Fork the repository.
Create your feature branch (git checkout -b feature/DataRefinement).
Commit your changes (git commit -m 'Add specific refinement').
Push to the branch (git push origin feature/DataRefinement).
Open a Pull Request.

If you spot a statistical anomaly or an incorrect ECO classification, please open an Issue with the relevant UCI string.

📝 Citation & Academic Use

If you use this dataset in data science projects, chess engine development, or statistical research, please cite it using the following DOI:

APA Format:

Varshney, S. (2026). Chess Multiverse Opening Intelligence Database (20M Lichess subset) [Data set]. Zenodo. https://doi.org/10.5281/zenodo.19307100

BibTeX:

@dataset{varshney_2026_chess_db,
  author       = {Varshney, Sparsh},
  title        = {Chess Multiverse Opening Intelligence Database (20M Lichess subset)},
  month        = {March},
  year         = {2026},
  publisher    = {Zenodo},
  doi          = {10.5281/zenodo.19307100},
  url          = {[https://doi.org/10.5281/zenodo.19307100](https://doi.org/10.5281/zenodo.19307100)}
}

👨‍🔬 Lead Researcher & Principal Developer

Sparsh Varshney • Founder • Data Scientist • Researcher

Sparsh is a medical researcher and open-source data scientist currently pursuing a Bachelor of Ayurvedic Medicine and Surgery (BAMS) at Uttarakhand Ayurved University.
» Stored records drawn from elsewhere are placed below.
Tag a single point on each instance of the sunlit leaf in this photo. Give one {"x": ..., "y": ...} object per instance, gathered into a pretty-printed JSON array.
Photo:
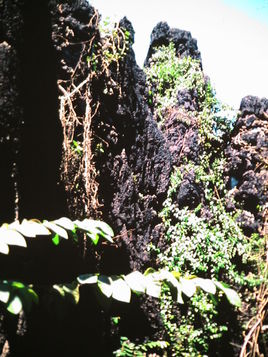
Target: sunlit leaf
[
  {"x": 136, "y": 281},
  {"x": 56, "y": 239},
  {"x": 15, "y": 305},
  {"x": 231, "y": 295},
  {"x": 17, "y": 284},
  {"x": 121, "y": 290},
  {"x": 56, "y": 229},
  {"x": 105, "y": 230},
  {"x": 149, "y": 271},
  {"x": 179, "y": 294},
  {"x": 4, "y": 296},
  {"x": 188, "y": 286},
  {"x": 105, "y": 285},
  {"x": 87, "y": 279},
  {"x": 206, "y": 284},
  {"x": 65, "y": 223},
  {"x": 94, "y": 237}
]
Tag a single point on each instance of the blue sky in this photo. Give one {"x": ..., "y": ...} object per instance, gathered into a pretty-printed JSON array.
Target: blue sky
[{"x": 232, "y": 36}]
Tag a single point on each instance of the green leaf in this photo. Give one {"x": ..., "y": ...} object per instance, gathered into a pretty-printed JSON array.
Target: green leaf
[
  {"x": 65, "y": 223},
  {"x": 136, "y": 281},
  {"x": 121, "y": 290},
  {"x": 149, "y": 271},
  {"x": 17, "y": 285},
  {"x": 231, "y": 295},
  {"x": 4, "y": 295},
  {"x": 56, "y": 239},
  {"x": 105, "y": 285},
  {"x": 15, "y": 305},
  {"x": 94, "y": 237},
  {"x": 68, "y": 291},
  {"x": 105, "y": 230},
  {"x": 87, "y": 279},
  {"x": 153, "y": 287},
  {"x": 56, "y": 229}
]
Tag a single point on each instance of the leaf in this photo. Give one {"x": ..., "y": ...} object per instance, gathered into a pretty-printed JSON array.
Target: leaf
[
  {"x": 65, "y": 223},
  {"x": 56, "y": 229},
  {"x": 188, "y": 286},
  {"x": 231, "y": 295},
  {"x": 11, "y": 237},
  {"x": 136, "y": 281},
  {"x": 121, "y": 290},
  {"x": 94, "y": 237},
  {"x": 69, "y": 291},
  {"x": 149, "y": 271},
  {"x": 15, "y": 305},
  {"x": 87, "y": 279},
  {"x": 18, "y": 285},
  {"x": 105, "y": 285},
  {"x": 56, "y": 239},
  {"x": 179, "y": 295},
  {"x": 4, "y": 249},
  {"x": 4, "y": 296},
  {"x": 105, "y": 230},
  {"x": 153, "y": 287},
  {"x": 32, "y": 229},
  {"x": 206, "y": 284}
]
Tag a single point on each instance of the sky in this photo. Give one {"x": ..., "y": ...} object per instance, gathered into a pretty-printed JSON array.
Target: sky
[{"x": 232, "y": 36}]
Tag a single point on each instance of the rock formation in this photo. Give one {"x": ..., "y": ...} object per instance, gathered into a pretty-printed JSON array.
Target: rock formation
[{"x": 49, "y": 56}]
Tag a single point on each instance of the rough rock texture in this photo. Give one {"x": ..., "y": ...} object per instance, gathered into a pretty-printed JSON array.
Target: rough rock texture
[
  {"x": 185, "y": 45},
  {"x": 135, "y": 168},
  {"x": 10, "y": 108},
  {"x": 247, "y": 157},
  {"x": 134, "y": 165}
]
By bridging rigorous academic research methodologies with modern web development and AI, Sparsh builds high-fidelity datasets and analytical tools. He is the founder of Chess Multiverse and Amidha Ayurveda, developing specialized data platforms across multiple disciplines.

⚖️ License

This dataset is published under the Creative Commons Attribution-ShareAlike 4.0 International (CC BY-SA 4.0) license. You are free to share and adapt the material for any purpose, even commercially, provided you give appropriate credit and distribute your contributions under the same license.